This invention relates to plant for use in carrying out the separation of the impurity content of impure water by the immiscible refrigerant freeze process. The said process broadly comprises boiling the immiscible refrigerant in impure water to be processed, separating the ice crystals formed and melting the ice crystals to produce water purified to an acceptably low inorganic salt concentration. A plant for the said process must comprise a plurality of plant components each carrying out one or more process steps and thus provision must be made for transferring process materials between one component and the next. In attempting to reduce capital costs, designers' attention has been directed to the formulation of an integral design of plant so avoiding the need to duct process fluids between spaced apart plant components and at the same time easing thermal insulation problems. However this integral concept has not so far been achieved without compromising to some degree the operational efficiency of one or other of the plant components to the detriment of overall performance. This is a disincentive to integrate for, in plant of this kind, there is a definite relationship between the outline shape of a conventionally designed plant component and its efficient functioning which imposes constraints on the ultimate outline which the plant may assume.
The present invention aims to produce an integrated plant which compromises little, if at all, with operational efficiency.
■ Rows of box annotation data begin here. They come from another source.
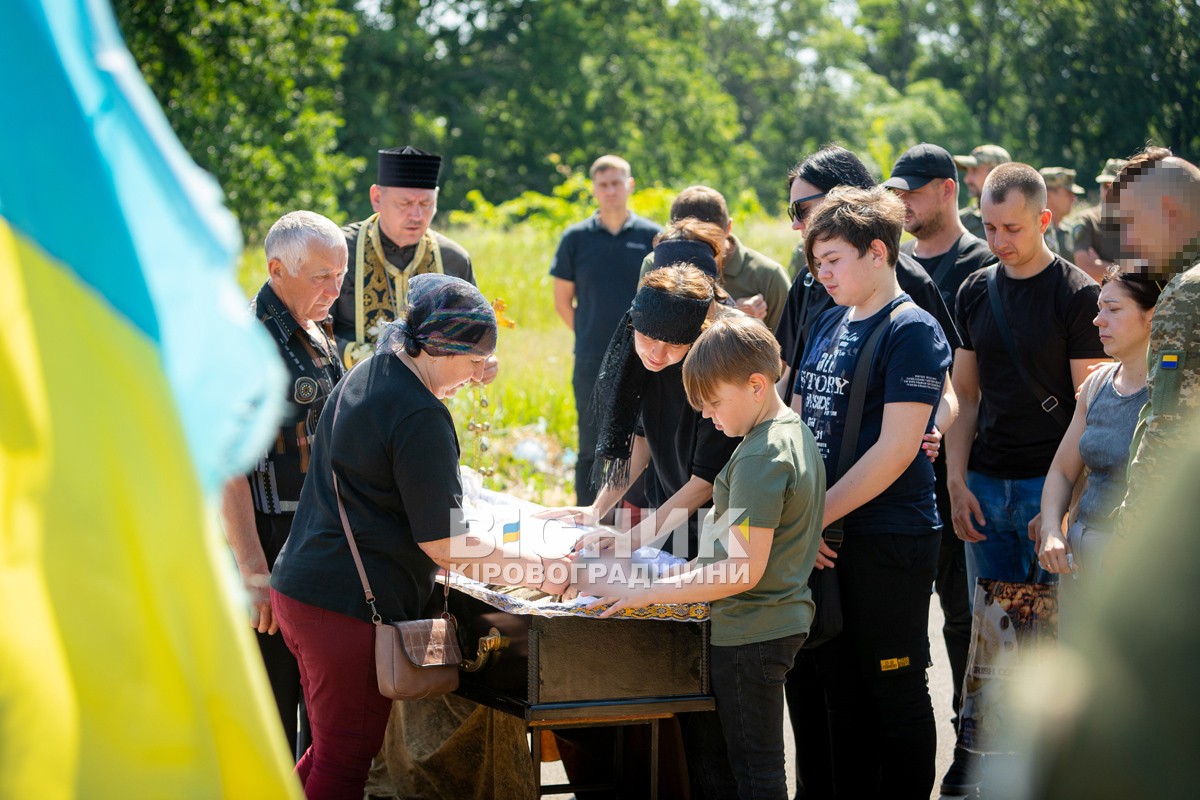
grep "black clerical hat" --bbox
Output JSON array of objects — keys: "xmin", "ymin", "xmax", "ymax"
[{"xmin": 376, "ymin": 146, "xmax": 442, "ymax": 188}]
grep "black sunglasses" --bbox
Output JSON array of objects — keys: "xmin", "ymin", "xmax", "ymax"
[{"xmin": 787, "ymin": 192, "xmax": 826, "ymax": 223}]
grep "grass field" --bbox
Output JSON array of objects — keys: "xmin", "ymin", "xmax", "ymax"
[{"xmin": 239, "ymin": 217, "xmax": 798, "ymax": 505}]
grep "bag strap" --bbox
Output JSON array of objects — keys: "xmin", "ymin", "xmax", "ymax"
[
  {"xmin": 784, "ymin": 273, "xmax": 816, "ymax": 408},
  {"xmin": 329, "ymin": 359, "xmax": 450, "ymax": 626},
  {"xmin": 821, "ymin": 300, "xmax": 917, "ymax": 549},
  {"xmin": 1080, "ymin": 361, "xmax": 1121, "ymax": 410},
  {"xmin": 986, "ymin": 264, "xmax": 1070, "ymax": 429}
]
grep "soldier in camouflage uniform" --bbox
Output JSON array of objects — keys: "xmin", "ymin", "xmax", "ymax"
[
  {"xmin": 1072, "ymin": 158, "xmax": 1127, "ymax": 282},
  {"xmin": 1038, "ymin": 167, "xmax": 1084, "ymax": 261},
  {"xmin": 954, "ymin": 144, "xmax": 1013, "ymax": 241},
  {"xmin": 1114, "ymin": 148, "xmax": 1200, "ymax": 536}
]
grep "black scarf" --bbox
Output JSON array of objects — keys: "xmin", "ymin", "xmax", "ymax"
[{"xmin": 589, "ymin": 287, "xmax": 712, "ymax": 488}]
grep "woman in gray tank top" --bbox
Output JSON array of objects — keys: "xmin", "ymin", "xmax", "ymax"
[{"xmin": 1038, "ymin": 269, "xmax": 1160, "ymax": 626}]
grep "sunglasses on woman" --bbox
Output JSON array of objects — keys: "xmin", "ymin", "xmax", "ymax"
[{"xmin": 787, "ymin": 192, "xmax": 826, "ymax": 223}]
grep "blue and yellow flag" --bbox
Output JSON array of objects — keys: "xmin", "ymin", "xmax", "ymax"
[{"xmin": 0, "ymin": 0, "xmax": 299, "ymax": 798}]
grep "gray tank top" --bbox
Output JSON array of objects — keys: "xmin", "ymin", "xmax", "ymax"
[{"xmin": 1079, "ymin": 369, "xmax": 1147, "ymax": 531}]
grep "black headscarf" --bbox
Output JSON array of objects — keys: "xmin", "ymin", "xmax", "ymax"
[{"xmin": 592, "ymin": 278, "xmax": 713, "ymax": 488}]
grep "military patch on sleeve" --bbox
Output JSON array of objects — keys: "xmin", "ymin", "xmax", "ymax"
[{"xmin": 293, "ymin": 377, "xmax": 318, "ymax": 405}]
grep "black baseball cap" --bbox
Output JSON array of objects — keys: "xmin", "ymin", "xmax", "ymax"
[{"xmin": 883, "ymin": 143, "xmax": 959, "ymax": 192}]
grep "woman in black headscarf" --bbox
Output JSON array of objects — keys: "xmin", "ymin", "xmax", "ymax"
[{"xmin": 271, "ymin": 275, "xmax": 566, "ymax": 800}]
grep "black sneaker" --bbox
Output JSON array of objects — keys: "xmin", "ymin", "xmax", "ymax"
[{"xmin": 938, "ymin": 747, "xmax": 979, "ymax": 798}]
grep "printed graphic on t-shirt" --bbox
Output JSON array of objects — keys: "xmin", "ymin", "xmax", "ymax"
[{"xmin": 796, "ymin": 295, "xmax": 950, "ymax": 534}]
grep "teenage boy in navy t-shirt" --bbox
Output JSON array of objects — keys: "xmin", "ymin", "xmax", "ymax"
[{"xmin": 796, "ymin": 187, "xmax": 955, "ymax": 798}]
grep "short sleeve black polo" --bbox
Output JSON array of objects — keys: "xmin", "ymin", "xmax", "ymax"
[{"xmin": 550, "ymin": 213, "xmax": 662, "ymax": 357}]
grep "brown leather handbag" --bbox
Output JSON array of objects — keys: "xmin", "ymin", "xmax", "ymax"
[{"xmin": 330, "ymin": 371, "xmax": 462, "ymax": 700}]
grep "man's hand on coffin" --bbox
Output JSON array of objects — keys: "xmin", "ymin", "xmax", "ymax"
[{"xmin": 588, "ymin": 589, "xmax": 656, "ymax": 619}]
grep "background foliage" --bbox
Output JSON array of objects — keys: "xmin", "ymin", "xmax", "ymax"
[
  {"xmin": 114, "ymin": 0, "xmax": 1200, "ymax": 240},
  {"xmin": 114, "ymin": 0, "xmax": 1200, "ymax": 503}
]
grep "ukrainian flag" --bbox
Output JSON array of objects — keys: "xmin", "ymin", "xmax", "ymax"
[{"xmin": 0, "ymin": 0, "xmax": 299, "ymax": 799}]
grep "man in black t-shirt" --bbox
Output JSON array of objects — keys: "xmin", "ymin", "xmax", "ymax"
[
  {"xmin": 550, "ymin": 156, "xmax": 662, "ymax": 505},
  {"xmin": 946, "ymin": 163, "xmax": 1105, "ymax": 585},
  {"xmin": 883, "ymin": 144, "xmax": 996, "ymax": 794},
  {"xmin": 942, "ymin": 163, "xmax": 1105, "ymax": 792}
]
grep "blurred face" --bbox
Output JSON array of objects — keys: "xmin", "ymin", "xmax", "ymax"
[
  {"xmin": 266, "ymin": 243, "xmax": 347, "ymax": 324},
  {"xmin": 371, "ymin": 186, "xmax": 438, "ymax": 247},
  {"xmin": 962, "ymin": 164, "xmax": 992, "ymax": 200},
  {"xmin": 980, "ymin": 191, "xmax": 1050, "ymax": 267},
  {"xmin": 700, "ymin": 373, "xmax": 774, "ymax": 437},
  {"xmin": 812, "ymin": 239, "xmax": 888, "ymax": 306},
  {"xmin": 1117, "ymin": 181, "xmax": 1177, "ymax": 267},
  {"xmin": 1092, "ymin": 281, "xmax": 1154, "ymax": 361},
  {"xmin": 787, "ymin": 178, "xmax": 826, "ymax": 235},
  {"xmin": 892, "ymin": 178, "xmax": 953, "ymax": 239},
  {"xmin": 592, "ymin": 169, "xmax": 634, "ymax": 213},
  {"xmin": 634, "ymin": 331, "xmax": 691, "ymax": 372},
  {"xmin": 1046, "ymin": 186, "xmax": 1075, "ymax": 225},
  {"xmin": 424, "ymin": 355, "xmax": 487, "ymax": 399}
]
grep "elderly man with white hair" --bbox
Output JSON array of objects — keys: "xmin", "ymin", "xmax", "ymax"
[{"xmin": 221, "ymin": 211, "xmax": 347, "ymax": 754}]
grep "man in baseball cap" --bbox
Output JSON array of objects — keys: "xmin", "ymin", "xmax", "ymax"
[
  {"xmin": 954, "ymin": 144, "xmax": 1013, "ymax": 239},
  {"xmin": 1038, "ymin": 167, "xmax": 1084, "ymax": 260},
  {"xmin": 1072, "ymin": 158, "xmax": 1127, "ymax": 282}
]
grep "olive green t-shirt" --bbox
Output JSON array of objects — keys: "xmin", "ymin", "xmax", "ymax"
[{"xmin": 701, "ymin": 411, "xmax": 826, "ymax": 646}]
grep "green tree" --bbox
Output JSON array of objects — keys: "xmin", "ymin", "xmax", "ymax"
[{"xmin": 114, "ymin": 0, "xmax": 361, "ymax": 241}]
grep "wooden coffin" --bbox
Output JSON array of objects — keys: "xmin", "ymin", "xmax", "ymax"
[{"xmin": 431, "ymin": 588, "xmax": 715, "ymax": 722}]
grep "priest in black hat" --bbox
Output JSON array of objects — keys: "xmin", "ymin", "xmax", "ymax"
[{"xmin": 331, "ymin": 146, "xmax": 496, "ymax": 383}]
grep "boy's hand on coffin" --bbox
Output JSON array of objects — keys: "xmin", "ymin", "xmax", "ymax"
[
  {"xmin": 571, "ymin": 529, "xmax": 634, "ymax": 559},
  {"xmin": 588, "ymin": 589, "xmax": 654, "ymax": 619},
  {"xmin": 538, "ymin": 558, "xmax": 571, "ymax": 595},
  {"xmin": 534, "ymin": 506, "xmax": 600, "ymax": 525},
  {"xmin": 814, "ymin": 537, "xmax": 838, "ymax": 570}
]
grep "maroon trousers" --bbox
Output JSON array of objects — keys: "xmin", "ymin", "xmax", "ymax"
[{"xmin": 271, "ymin": 589, "xmax": 391, "ymax": 800}]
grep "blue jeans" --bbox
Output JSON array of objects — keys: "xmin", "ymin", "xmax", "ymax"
[
  {"xmin": 966, "ymin": 471, "xmax": 1054, "ymax": 603},
  {"xmin": 710, "ymin": 633, "xmax": 805, "ymax": 800}
]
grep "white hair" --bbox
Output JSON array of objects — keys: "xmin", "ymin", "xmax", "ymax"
[{"xmin": 263, "ymin": 211, "xmax": 346, "ymax": 275}]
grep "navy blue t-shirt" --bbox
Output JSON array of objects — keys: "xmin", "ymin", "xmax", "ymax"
[
  {"xmin": 550, "ymin": 213, "xmax": 662, "ymax": 357},
  {"xmin": 796, "ymin": 294, "xmax": 952, "ymax": 535}
]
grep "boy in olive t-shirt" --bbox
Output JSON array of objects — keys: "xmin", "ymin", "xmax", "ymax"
[{"xmin": 577, "ymin": 315, "xmax": 826, "ymax": 798}]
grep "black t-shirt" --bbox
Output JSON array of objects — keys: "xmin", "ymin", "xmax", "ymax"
[
  {"xmin": 900, "ymin": 233, "xmax": 996, "ymax": 308},
  {"xmin": 637, "ymin": 362, "xmax": 742, "ymax": 558},
  {"xmin": 550, "ymin": 213, "xmax": 662, "ymax": 357},
  {"xmin": 955, "ymin": 255, "xmax": 1105, "ymax": 480},
  {"xmin": 248, "ymin": 283, "xmax": 346, "ymax": 515},
  {"xmin": 796, "ymin": 295, "xmax": 952, "ymax": 534},
  {"xmin": 775, "ymin": 253, "xmax": 961, "ymax": 367},
  {"xmin": 271, "ymin": 355, "xmax": 464, "ymax": 621}
]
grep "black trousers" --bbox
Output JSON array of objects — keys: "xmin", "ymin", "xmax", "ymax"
[
  {"xmin": 709, "ymin": 633, "xmax": 805, "ymax": 800},
  {"xmin": 571, "ymin": 356, "xmax": 602, "ymax": 505},
  {"xmin": 934, "ymin": 446, "xmax": 973, "ymax": 729},
  {"xmin": 814, "ymin": 530, "xmax": 941, "ymax": 800},
  {"xmin": 254, "ymin": 511, "xmax": 312, "ymax": 760}
]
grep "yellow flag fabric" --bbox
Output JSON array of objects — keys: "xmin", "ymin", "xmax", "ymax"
[{"xmin": 0, "ymin": 0, "xmax": 300, "ymax": 799}]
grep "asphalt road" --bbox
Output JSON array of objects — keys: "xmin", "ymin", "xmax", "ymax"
[{"xmin": 541, "ymin": 595, "xmax": 954, "ymax": 800}]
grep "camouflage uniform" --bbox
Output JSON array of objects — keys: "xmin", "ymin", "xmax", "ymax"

Considering now the specific plant components of an immiscible refrigerant freeze separation plant, these comprise a crystalliser in which ice crystals are formed in the liquid to be treated by boiling in it a liquid refrigerant, a wash column in which an ice column is formed from compacted ice crystals, a condenser/melter in which refrigerant vapour is condensed in melting compacted ice scraped from the top of the ice column and a decanter in which the condensed refrigerant separates from the product water and is poured off the top of underlying water. Thus, whilst the wash column and condenser/melter are vertically orientated plant components which may be reasonably evenly matched in height, the crystalliser must be strictly limited in height. In practice; too deep a fluid flow in the crystalliser does not allow the secondary refrigerant liquid to evaporate on injection into the impure liquid due to the latter's hydrostatic head unless a very low refrigerant inlet pressure is to be employed. The decanter also tends towards a horizontal axis so that the fluids may lose velocity, separate and the less dense liquid may be decanted successfully.